Şu anda soykırım niteliği taşıyan bir çatışma varsa o da Suudilerin Yemen’deki eylemleridir. Yoksul ülkenin sistematik olarak bombalanması ve aç bırakılması sonucunda ölen insanların sayısı tam olarak bilinmemekle birlikte yüz binlerle ifade edilmektedir. Birleşmiş Milletler Kalkınma Programı (UNDP) tarafından Kasım 2021 gibi erken bir tarihte yayımlanan bir raporda ölü sayısının 377.000 olduğu tahmin ediliyordu.

UNDP, mağdurlar arasında beş yaşın altında 260.000’den fazla çocuğun bulunduğunu tahmin etmektedir. Bu insanlar, ABD ve –Scholz’un da bir ziyaretle onurlandırdığı– Birleşik Arap Emirlikleri tarafından desteklenen Suudi ablukası sonucunda büyük ölçüde açlık ve hastalıktan öldüler. Raporda ayrıca 2030 yılına kadar ölü sayısının 1,3 milyona yükseleceği öngörülüyor. Aynı zamanda, aşırı yoksulluk içinde yaşayan Yemenlilerin sayısının 2030 yılına kadar 22 milyona yükselmesi bekleniyor.

Alman hükümeti Suudi Arabistan’daki insan hakları durumuna ilişkin doğru bir tabloya sahiptir. İnsan Hakları Komitesi’nin Kasım 2020’de “Suudi Arabistan’da insan haklarının durumuna ilişkin” yaptığı açıklamada, ülkenin “dünya çapında en çok ölüm cezası veren ülkeler arasında” yer aldığı belirtiliyor. 2014’ten bu yana öldürülen insan sayısı “önemli ölçüde arttı.” Ve dahası:

2019 yılında en az 186 kişi idam edilmiştir. Mevcut ve katı bir şekilde uygulanan din değiştirme yasalarına göre, inanç değiştirmek ve sözde dinden dönmek ölümle cezalandırılabilir. Çocuklar da bu mevzuat kapsamındadır. Suç işlediği sırada reşit olmayanlar için ölüm cezasının kaldırılması da dahil olmak üzere reformların duyurulmasına rağmen, burada infazlar gerçekleştirilmeye devam etmektedir. İşlenmemiş suçlara ilişkin sözde itiraflar hâlâ düzenli olarak işkence altında zorla alınmaktadır. Suudi hapishanelerindeki tutukluluk koşulları insan hakları standartlarını ihlal etmektedir.

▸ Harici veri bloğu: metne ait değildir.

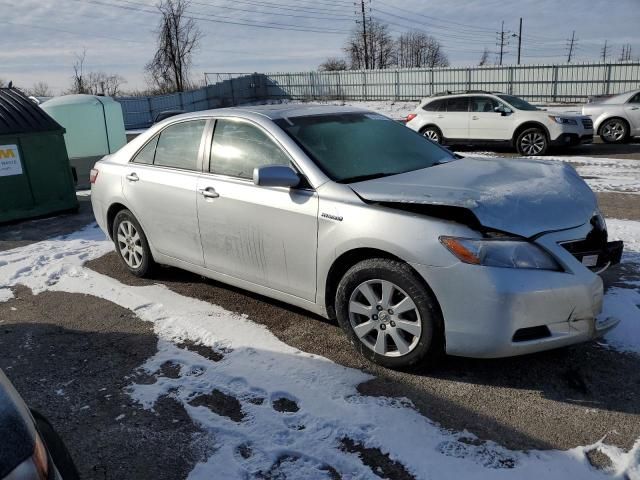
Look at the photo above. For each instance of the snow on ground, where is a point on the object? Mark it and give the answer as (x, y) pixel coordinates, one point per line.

Rapor bir Ortaçağ despotizminin resmini çiziyor. İnsan hakları ve yurttaşlık hakları aktivistleri “acımasızca bastırılıyor” ve “insan hakkı olan din veya inanç özgürlüğü... o kadar ciddi bir şekilde kısıtlanmaktadır ki, aslında mevcut değildir.” “Cinsel azınlıkların (LGBTİ bireyler) hakları da dâhil olmak üzere, diğer azınlık hakları” da “büyük ölçüde kısıtlanmış veya mevcut değildir.” Özellikle “kadın hakları yaygın biçimde bastırılmakta” ve aktivistler “kadın haklarına bağlılıkları nedeniyle hapsedilmekte, kötü muamele görmekte ve işkenceye maruz kalmaktadır.”

Scholz’un gezisine başladığı ve bir sonraki Dünya Kupası’nın Kasım-Aralık ayları arasında yapılacağı Katar’da da durum daha iyi değil. Uluslararası Af Örgütü’ne göre, Dünya Kupası’nın bu emirliğe verilmesinden bu yana geçen on yıl içinde, stadyumların ve çeşitli mekânların inşasında 15.000 inşaat işçisi hayatını kaybetti. Hindistan, Bangladeş ve diğer Orta Asya ülkelerinden gelen iki milyon göçmen işçinin açlık sınırındaki ücretlerle sömürülmesine rağmen Scholz, Doha’da “misafir işçilerin yasal durumunun iyileştiğini” iddia etti.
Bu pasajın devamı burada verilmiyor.